From the `Portfolio` dataset, we can draw bootstrap datasets, whose characteristic is that observations are sampled from the original dataset with replacement. We can perform sampling with replacement using a random number generator (RNG) with `np.random.default_rng(0)`. In particular

In [None]:
rng = np.random.default_rng(0) #random number generator with seed 0. This makes the random number generator reproducible
rng.choice(np.arange(100), 100, replace=True)

`rng.choice(np.arange(100), 100, replace=True)` returned an array of 100 pseudorandom numbers (as specified by the second argument, `100`), selected from the range 0 to 99 (as defined by the first argument, `np.arange(100)`), with replacement (`replace=True`). These numbers represent the indices of the observations from the original dataset that will be included in the bootstrap dataset

Let's estimate the bootstrap standard error of $\hat{\alpha}$. We can do this by creating a simple function, `boot_SE()`

In [None]:
def boot_SE(func, D, n=None, B=1000, seed=0):
    rng = np.random.default_rng(seed)
    first, second = 0, 0 #values used to calculate the SE bootstrap
    n = n or len(D) #if the third argument of the function is None, n = len(D); if the argument is n, n = n
    for _ in range(B):
        idx = rng.choice(D.index, n, replace=True)
        value = func(D, idx)
        first += value
        second += value**2
    return np.sqrt(second / B - (first / B)**2) #square_root(E(alpha^2) - (E(alpha))^2)

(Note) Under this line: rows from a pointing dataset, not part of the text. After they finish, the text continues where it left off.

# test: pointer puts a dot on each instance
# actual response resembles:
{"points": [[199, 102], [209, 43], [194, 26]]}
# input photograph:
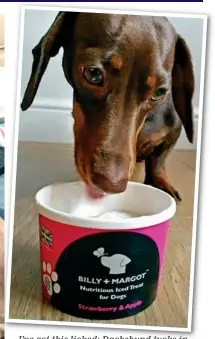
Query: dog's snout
{"points": [[112, 174]]}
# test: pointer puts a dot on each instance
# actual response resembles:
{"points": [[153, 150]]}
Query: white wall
{"points": [[49, 119]]}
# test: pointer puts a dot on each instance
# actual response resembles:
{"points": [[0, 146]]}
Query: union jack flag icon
{"points": [[46, 236]]}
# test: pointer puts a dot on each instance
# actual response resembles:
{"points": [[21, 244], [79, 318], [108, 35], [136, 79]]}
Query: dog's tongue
{"points": [[94, 193]]}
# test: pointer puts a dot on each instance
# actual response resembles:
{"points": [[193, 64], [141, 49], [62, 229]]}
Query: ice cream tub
{"points": [[102, 258]]}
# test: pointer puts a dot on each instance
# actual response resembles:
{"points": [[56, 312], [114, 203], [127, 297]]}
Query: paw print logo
{"points": [[50, 279]]}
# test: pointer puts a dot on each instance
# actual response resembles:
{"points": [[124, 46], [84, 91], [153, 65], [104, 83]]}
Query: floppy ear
{"points": [[48, 47], [183, 86]]}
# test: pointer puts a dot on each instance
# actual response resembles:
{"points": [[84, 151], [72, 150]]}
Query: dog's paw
{"points": [[162, 184], [50, 279]]}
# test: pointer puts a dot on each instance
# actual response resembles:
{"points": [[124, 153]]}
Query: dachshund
{"points": [[133, 82]]}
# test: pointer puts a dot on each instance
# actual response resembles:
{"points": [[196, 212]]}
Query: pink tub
{"points": [[98, 268]]}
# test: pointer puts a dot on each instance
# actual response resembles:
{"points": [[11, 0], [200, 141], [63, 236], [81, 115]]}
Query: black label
{"points": [[107, 276]]}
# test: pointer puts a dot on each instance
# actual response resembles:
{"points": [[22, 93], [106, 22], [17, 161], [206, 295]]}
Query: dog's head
{"points": [[121, 68]]}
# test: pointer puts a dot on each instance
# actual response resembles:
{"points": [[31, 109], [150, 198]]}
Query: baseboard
{"points": [[50, 120]]}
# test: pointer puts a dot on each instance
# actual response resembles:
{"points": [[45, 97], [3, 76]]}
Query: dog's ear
{"points": [[48, 47], [183, 85]]}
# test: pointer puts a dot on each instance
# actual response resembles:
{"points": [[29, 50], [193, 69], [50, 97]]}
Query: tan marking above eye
{"points": [[151, 81], [116, 62]]}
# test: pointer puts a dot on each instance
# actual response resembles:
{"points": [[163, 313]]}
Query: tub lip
{"points": [[95, 223]]}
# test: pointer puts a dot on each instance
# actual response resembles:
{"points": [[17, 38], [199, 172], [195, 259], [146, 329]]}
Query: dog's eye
{"points": [[159, 93], [93, 76]]}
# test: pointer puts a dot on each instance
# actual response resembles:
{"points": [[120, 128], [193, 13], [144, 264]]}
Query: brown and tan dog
{"points": [[133, 84]]}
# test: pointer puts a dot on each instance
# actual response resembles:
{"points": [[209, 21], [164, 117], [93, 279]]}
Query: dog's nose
{"points": [[112, 175]]}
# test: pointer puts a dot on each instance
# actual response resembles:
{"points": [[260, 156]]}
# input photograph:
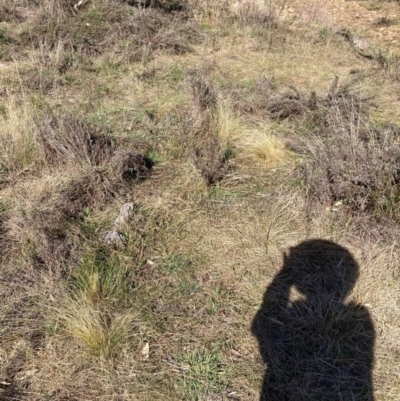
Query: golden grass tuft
{"points": [[18, 136], [168, 315]]}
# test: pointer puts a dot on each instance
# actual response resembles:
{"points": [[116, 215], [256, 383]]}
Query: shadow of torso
{"points": [[314, 349]]}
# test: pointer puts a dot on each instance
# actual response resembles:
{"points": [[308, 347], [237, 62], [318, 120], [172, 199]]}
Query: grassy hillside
{"points": [[232, 132]]}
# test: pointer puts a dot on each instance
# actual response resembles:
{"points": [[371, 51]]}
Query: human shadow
{"points": [[317, 347]]}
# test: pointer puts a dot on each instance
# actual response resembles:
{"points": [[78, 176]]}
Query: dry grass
{"points": [[219, 122]]}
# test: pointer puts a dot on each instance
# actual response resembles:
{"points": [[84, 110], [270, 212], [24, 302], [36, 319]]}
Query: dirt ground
{"points": [[378, 21]]}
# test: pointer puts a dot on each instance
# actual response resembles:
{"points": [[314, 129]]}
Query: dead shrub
{"points": [[352, 163], [314, 107], [257, 13], [166, 5], [109, 25], [251, 99], [201, 135], [127, 165]]}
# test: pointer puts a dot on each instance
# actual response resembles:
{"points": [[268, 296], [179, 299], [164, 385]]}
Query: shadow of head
{"points": [[321, 269]]}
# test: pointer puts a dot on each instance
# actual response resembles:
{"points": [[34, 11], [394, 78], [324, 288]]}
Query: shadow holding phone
{"points": [[317, 347]]}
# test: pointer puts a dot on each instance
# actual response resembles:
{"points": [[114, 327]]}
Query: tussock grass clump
{"points": [[102, 333], [204, 373], [18, 138]]}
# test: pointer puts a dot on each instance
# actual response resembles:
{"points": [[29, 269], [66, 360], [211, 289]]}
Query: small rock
{"points": [[149, 263], [114, 238], [125, 214]]}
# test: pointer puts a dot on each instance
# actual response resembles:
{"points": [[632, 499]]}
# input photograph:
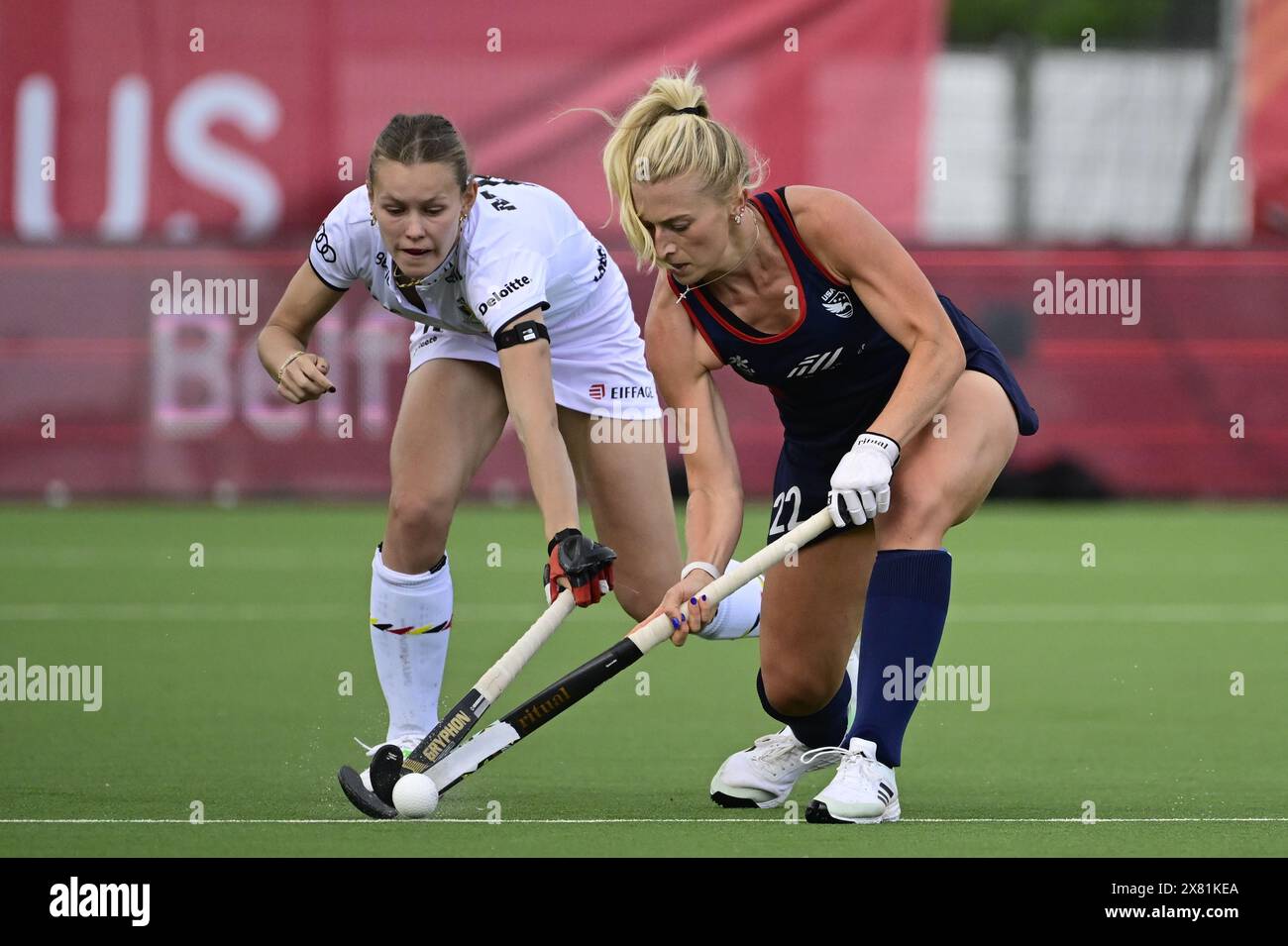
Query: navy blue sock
{"points": [[823, 726], [903, 622]]}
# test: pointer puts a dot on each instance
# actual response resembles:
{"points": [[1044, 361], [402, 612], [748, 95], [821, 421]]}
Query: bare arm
{"points": [[288, 328], [529, 392], [849, 241], [682, 365]]}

    #Note that E(alpha^2) - (E(alpha))^2 is an alternative formula for the variance, i.e.:
    #Var(alpha) = E(alpha - E(alpha))^2 = E(alpha^2) - (E(alpha))^2

Notice the use of `_` as a loop variable in `for _ in range(B)`. This is often used if the value of the counter is unimportant and simply makes sure  the loop is executed `B` times.

Let’s use our function to evaluate the accuracy of our estimate of $\alpha$ using $B=1000$ bootstrap replications.

In [None]:
alpha_SE = boot_SE(func=alpha_func, D=Portfolio, B=1000, seed=0)
alpha_SE

The final output shows that the bootstrap estimate for ${\rm SE}(\hat{\alpha})$ is $0.0912$.

##References
This Jupyter Notebook is a revised version curated by Paolo Mustica, based on the original Notebook provided by the authors James, G., Witten, D., Hastie, T., Tibshirani, R., and Taylor, J. (2023) in An Introduction to Statistical Learning with Applications in Python (Chapter 5), published by Springer Nature.